Notably, Wyness scored over 100 goals for Inverness during two spells with the club.

==Career==
Wyness began his career at Aberdeen, where he originally played as a midfielder. He was used sparingly as a squad player by several managers, until Ebbe Skovdahl allowed him to go on loan to Inverness Caledonian Thistle in 1999, where he played as a midfielder, then as a striker. Wyness signed a permanent contract for Caley Thistle in January 2000. However, during his first twelve months at the club he struggled to make an impact, and was eventually transfer-listed by then-manager Steve Paterson. This provided Wyness with a huge incentive to fight his way back into the team and he responded to his transfer listing by beginning to score goals almost immediately. He was eventually taken off the transfer list in December 2000, and soon became a firm favourite of the Caley Thistle supporters.

===Caley Thistle===
Wyness was Caley Thistle's top scorer of season 2000–01, with 24 league goals. The following season, he netted 18 times in the league and, in season 2001–02, established a strike partnership with Paul Ritchie which resulted in 37 league goals between the two of them that season. In March 2003 he also scored the only goal of the game as Caley Thistle once again sent Celtic crashing out of the Scottish Cup.

===Heart of Midlothian===
Wyness's excellent performances in front of goal earned him a move to Heart of Midlothian in the summer of 2003. Wyness found it hard to break into the Hearts team and was only occasionally used by Levein. He fared better under Craig Levein's successor, John Robertson, who had also managed him at Caley Thistle, but when Robertson was replaced by George Burley in 2005 Wyness once again found himself out of favour. He returned on loan to Caley Thistle and he signed a pre-contract agreement in January 2006 to rejoin the Inverness club on a permanent basis. In late May 2006, once his Hearts contract expired, he signed a two-year deal with Caley Thistle.

===Record===
Wyness holds the Inverness Caledonian Thistle scoring record, with a total of 101 goals which stands until Billy McKay scored his 102nd against Airdrie on 26, July 2023. He netted his 100th goal for Inverness against his first club, Aberdeen.

===St.
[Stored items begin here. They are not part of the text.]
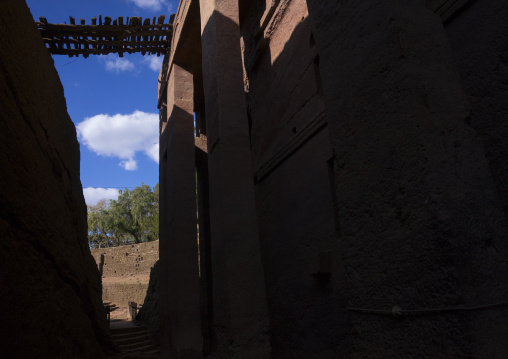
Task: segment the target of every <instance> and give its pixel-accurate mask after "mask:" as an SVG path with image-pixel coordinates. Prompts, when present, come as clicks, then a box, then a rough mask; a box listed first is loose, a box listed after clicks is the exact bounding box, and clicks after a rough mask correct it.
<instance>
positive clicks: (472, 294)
mask: <svg viewBox="0 0 508 359" xmlns="http://www.w3.org/2000/svg"><path fill="white" fill-rule="evenodd" d="M263 3H264V2H262V1H260V2H257V3H255V4H254V3H253V2H248V1H242V2H240V4H241V6H242V7H241V21H242V23H241V27H242V35H243V41H244V65H245V70H246V80H245V86H246V89H247V90H248V93H247V99H248V113H249V125H250V134H251V146H252V154H253V163H254V169H255V174H254V177H255V179H256V202H257V212H258V219H259V230H260V244H261V249H262V260H263V265H264V270H265V277H266V291H267V299H268V306H269V312H270V337H271V345H272V350H273V355H274V357H276V358H300V357H301V358H312V357H315V358H336V357H339V356H340V357H352V358H353V357H354V358H356V357H362V358H363V357H376V358H408V357H436V358H451V357H468V358H469V357H474V358H489V357H493V358H505V357H506V356H507V354H506V345H504V344H503V341H502V340H501V337H503V336H506V326H505V324H504V323H506V322H508V321H507V319H508V318H507V314H508V313H507V310H506V309H505V308H503V307H497V308H495V309H483V310H476V311H471V310H464V311H442V312H440V311H439V310H440V309H445V308H461V307H466V308H470V307H477V306H482V305H485V304H493V303H499V302H503V301H505V300H506V299H508V281H507V280H506V275H505V273H507V270H508V268H507V264H506V263H507V262H506V259H507V258H508V241H506V238H507V236H508V226H507V223H506V215H505V213H504V212H503V207H502V201H504V199H503V198H504V197H503V196H504V195H503V193H504V192H503V191H506V190H507V187H506V181H505V180H504V179H503V178H504V177H502V176H505V175H506V171H505V170H504V167H505V165H506V156H503V155H502V154H503V153H504V152H503V151H504V150H503V148H505V145H506V143H508V142H507V141H506V138H507V136H504V137H503V136H502V134H503V133H504V132H505V128H506V126H505V125H504V124H503V122H502V120H501V119H502V118H503V119H506V116H505V115H503V114H504V113H505V112H504V111H505V109H506V103H508V101H507V100H506V95H505V93H504V90H505V87H504V77H503V76H504V74H505V67H504V64H505V62H504V57H505V56H504V52H503V51H504V48H505V43H506V41H502V39H504V37H505V36H504V33H502V30H500V29H504V27H505V25H503V24H505V23H506V21H505V22H503V24H501V23H502V21H501V18H503V19H506V17H503V16H504V14H505V13H504V12H502V11H500V8H501V7H503V9H506V5H505V4H501V3H502V1H499V2H498V11H497V13H496V20H495V22H494V23H495V24H498V25H499V26H497V25H492V26H487V28H488V29H490V30H487V32H488V31H490V35H488V34H487V35H484V38H482V37H478V36H477V37H475V41H476V43H477V45H476V46H477V47H478V50H476V52H477V54H475V53H472V54H469V49H468V48H467V47H466V46H464V45H462V44H463V43H467V42H468V41H469V40H467V39H465V38H463V37H460V39H461V40H462V41H463V42H462V43H460V44H461V45H459V46H460V47H462V50H461V51H462V52H463V53H461V56H460V57H461V59H463V58H467V57H468V56H469V58H471V56H472V59H477V60H478V63H481V64H483V63H489V62H490V63H491V64H492V65H493V66H494V67H495V68H494V70H495V71H493V70H492V69H490V70H489V69H485V72H486V74H483V75H481V74H475V76H472V77H469V79H468V81H472V82H474V81H477V82H478V81H484V82H483V83H482V84H480V85H476V83H474V84H473V85H471V87H474V85H476V87H474V88H475V89H476V88H477V87H478V86H479V87H482V88H483V89H482V90H481V91H480V92H479V94H478V95H477V98H476V99H475V100H473V101H471V100H470V99H469V98H467V97H466V96H464V89H463V82H461V79H460V77H459V73H458V72H457V67H456V63H455V62H454V60H453V57H452V52H451V51H450V46H449V43H448V39H447V36H446V35H447V34H446V32H445V31H444V29H443V25H442V22H441V20H440V18H439V17H438V16H436V15H435V14H433V13H432V12H430V11H429V10H428V9H426V8H425V7H424V4H423V2H417V1H402V0H401V1H393V0H390V1H388V0H386V1H326V2H324V1H319V0H315V1H311V0H307V1H300V0H293V1H284V0H281V1H280V2H278V3H279V6H278V7H277V9H275V10H274V11H272V13H270V11H269V7H270V4H271V3H272V2H270V1H266V5H264V4H263ZM275 3H277V2H275ZM478 3H482V2H481V1H478ZM307 4H308V6H309V8H308V11H309V14H310V15H309V16H308V15H307V13H306V11H307ZM501 5H503V6H501ZM479 6H481V5H479ZM493 15H494V14H491V15H485V17H484V18H483V21H487V22H488V21H489V19H490V18H492V17H493ZM459 16H467V12H466V13H464V14H463V15H462V14H460V15H459ZM266 17H268V19H270V17H271V18H272V20H266ZM457 19H458V18H457ZM453 21H457V20H453ZM266 23H268V25H267V26H266V27H264V25H263V24H266ZM500 24H501V25H500ZM452 25H453V22H452V23H450V25H449V26H448V28H447V31H448V32H449V33H450V32H451V31H452V30H451V29H452ZM503 26H504V27H503ZM494 30H495V31H494ZM471 32H478V31H477V30H475V29H474V26H471ZM505 32H506V31H505ZM489 36H492V41H493V42H494V44H495V46H497V47H496V48H497V50H495V51H494V53H492V51H491V50H492V46H489V45H485V42H486V39H487V38H489V39H490V38H491V37H489ZM466 38H467V36H466ZM494 39H495V40H494ZM487 47H488V49H487ZM482 49H483V50H485V51H483V50H482ZM487 50H488V51H487ZM481 53H482V56H484V58H480V57H479V55H480V54H481ZM493 59H495V61H493ZM475 61H476V60H475ZM466 63H467V61H466ZM459 67H460V66H459ZM461 71H464V70H461ZM470 71H471V72H475V69H474V68H473V69H472V70H470ZM496 71H497V72H496ZM486 75H489V76H491V77H489V76H486ZM487 81H488V82H489V84H492V85H493V86H487V84H486V83H485V82H487ZM465 88H466V92H467V89H468V85H467V84H466V86H465ZM482 91H483V92H482ZM485 91H491V92H492V94H493V96H492V97H490V96H488V97H490V98H489V99H486V98H485V96H483V95H484V94H485ZM475 101H476V102H480V104H481V105H482V106H483V107H482V108H483V111H484V112H483V115H484V116H486V117H489V116H490V118H491V119H493V118H494V117H493V115H494V114H495V116H496V117H495V118H497V120H496V125H493V126H491V128H490V130H491V131H492V132H491V134H492V136H491V137H494V134H495V135H496V136H497V137H495V138H496V139H497V142H495V145H496V146H497V152H495V154H494V155H491V154H490V153H491V152H492V151H491V150H489V146H491V147H492V146H494V143H493V142H494V141H492V140H491V139H490V137H489V138H488V141H487V142H489V141H490V142H492V143H491V144H490V145H489V143H487V144H486V145H485V148H484V143H485V141H486V140H485V137H486V136H484V135H482V133H481V131H480V130H478V128H476V127H475V124H474V121H475V110H474V109H475V106H476V107H478V104H477V105H475V104H474V103H475ZM469 102H472V103H473V112H472V114H473V115H472V117H471V122H470V116H469V112H468V110H469V107H470V103H469ZM478 116H480V115H477V117H478ZM493 122H494V121H491V123H493ZM470 124H471V126H470ZM312 126H315V127H312ZM489 126H490V125H489ZM503 131H504V132H503ZM503 171H504V172H503ZM500 198H501V201H500ZM327 256H329V257H327ZM326 258H330V259H331V262H332V264H331V265H327V260H326ZM320 260H321V263H320ZM316 262H317V264H316ZM396 306H398V307H400V308H402V309H405V310H421V312H420V313H419V314H418V315H402V316H400V317H396V316H392V315H391V314H390V311H391V310H392V308H394V307H396ZM351 308H361V309H365V310H367V311H368V310H370V311H371V312H369V313H362V312H359V311H357V310H352V309H351ZM377 310H385V311H387V313H385V314H387V315H379V314H376V313H373V312H372V311H374V312H375V311H377ZM434 310H437V311H434ZM489 323H490V324H489Z"/></svg>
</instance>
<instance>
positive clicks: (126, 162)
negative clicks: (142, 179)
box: [118, 158, 138, 171]
mask: <svg viewBox="0 0 508 359" xmlns="http://www.w3.org/2000/svg"><path fill="white" fill-rule="evenodd" d="M118 165H119V166H120V167H123V168H124V169H125V170H126V171H136V170H137V169H138V163H137V162H136V160H135V159H133V158H129V159H128V160H126V161H122V162H120V163H119V164H118Z"/></svg>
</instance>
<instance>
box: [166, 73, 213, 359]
mask: <svg viewBox="0 0 508 359" xmlns="http://www.w3.org/2000/svg"><path fill="white" fill-rule="evenodd" d="M193 96H194V93H193V78H192V74H191V73H189V72H188V71H186V70H185V69H183V68H182V67H180V66H178V65H175V64H173V66H172V69H171V73H170V75H169V80H168V87H167V125H166V126H165V128H164V130H163V132H162V134H161V137H160V146H161V147H160V148H161V156H160V158H161V164H160V168H161V170H160V171H161V173H160V187H161V190H160V191H161V192H160V195H161V200H160V203H161V208H160V266H161V267H160V270H161V298H168V300H167V301H163V302H161V303H160V306H161V338H163V339H162V340H161V354H162V355H163V356H168V355H169V356H170V357H171V358H175V359H176V358H200V357H201V356H202V355H201V352H202V341H203V340H202V336H201V323H200V297H199V273H198V248H197V231H196V220H197V219H196V179H195V169H194V165H195V154H194V115H193V106H194V105H193ZM165 338H170V342H169V343H168V342H167V339H165Z"/></svg>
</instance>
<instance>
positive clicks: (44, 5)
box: [27, 0, 178, 204]
mask: <svg viewBox="0 0 508 359" xmlns="http://www.w3.org/2000/svg"><path fill="white" fill-rule="evenodd" d="M27 5H28V7H29V8H30V11H31V13H32V16H33V17H34V19H35V20H37V21H38V19H39V16H43V17H46V19H47V20H48V22H49V23H65V22H66V23H69V16H72V17H74V18H75V19H76V23H79V19H81V18H83V19H85V21H86V24H87V25H89V24H90V20H91V18H92V17H94V16H96V17H97V18H98V17H99V15H102V17H103V18H104V17H105V16H110V17H111V18H113V19H116V18H118V16H123V17H124V19H125V18H127V17H131V16H141V17H143V18H146V17H149V18H153V16H159V15H166V20H165V22H166V23H167V21H168V19H169V15H170V14H172V13H175V12H176V10H177V7H178V1H176V0H171V1H170V0H27ZM52 57H53V60H54V62H55V67H56V69H57V71H58V74H59V76H60V80H61V81H62V85H63V87H64V92H65V98H66V101H67V111H68V112H69V115H70V117H71V119H72V121H73V122H74V124H75V125H76V129H77V132H78V140H79V142H80V149H81V183H82V185H83V192H84V194H85V201H86V202H87V204H95V203H96V202H97V201H98V200H99V199H101V198H116V196H117V193H118V189H123V188H125V187H127V188H129V187H136V186H139V185H141V183H142V182H143V183H146V184H148V185H150V186H152V187H153V186H155V184H156V183H157V182H158V180H159V170H158V151H159V150H158V148H159V137H158V129H159V125H158V118H159V116H158V110H157V77H158V74H159V70H160V65H161V62H162V55H161V56H160V57H157V56H156V55H153V56H142V55H141V54H131V55H129V54H124V57H123V58H120V57H118V55H116V54H110V55H108V56H96V55H90V56H89V57H88V58H87V59H85V58H83V57H82V56H80V57H72V58H70V57H68V56H64V55H52Z"/></svg>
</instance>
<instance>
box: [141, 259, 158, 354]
mask: <svg viewBox="0 0 508 359" xmlns="http://www.w3.org/2000/svg"><path fill="white" fill-rule="evenodd" d="M137 318H138V320H139V321H141V322H143V323H145V324H146V325H147V327H148V330H149V332H150V336H151V337H152V339H153V340H154V341H155V343H156V344H157V345H160V329H159V318H160V312H159V261H157V262H155V264H154V266H153V268H152V270H151V272H150V283H149V284H148V290H147V291H146V298H145V302H144V304H143V307H142V308H141V310H140V311H139V313H138V316H137Z"/></svg>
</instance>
Mirren===
In May 2008, Wyness agreed a two-year deal to join St Mirren. Wyness scored the first goal for the Buddies at their new ground named St. Mirren Park, in a match against Kilmarnock.

===Queen of the South===
On 25 September 2009 Dumfries club Queen of the South announced Wyness had joined on a three-month loan deal. Wyness netted a debut goal a day later in the 4–1 win away to Dunfermline Athletic that put Queens top of the table. Wyness returned to St. Mirren after making seven appearances and scoring two goals for Queens.

===Recent career===
On 25 January 2010, St. Mirren announced Wyness was free to find himself another club, and he was later released from his contract. Wyness then signed for Second Division club Dumbarton until the end of the 2009–10 season.

Wyness then signed for Peterhead for the 2010–11 season.

Wyness signed for Elgin City during the 2012 summer transfer window. He scored his first goal for the club in an incredible 7–5 home loss in the first round of the 2012–13 Ramsden's Cup against Arbroath.

After Elgin, he went on to play for Buckie Thistle in the 2015/16 season, and then signed for Huntly F.C. in 2016.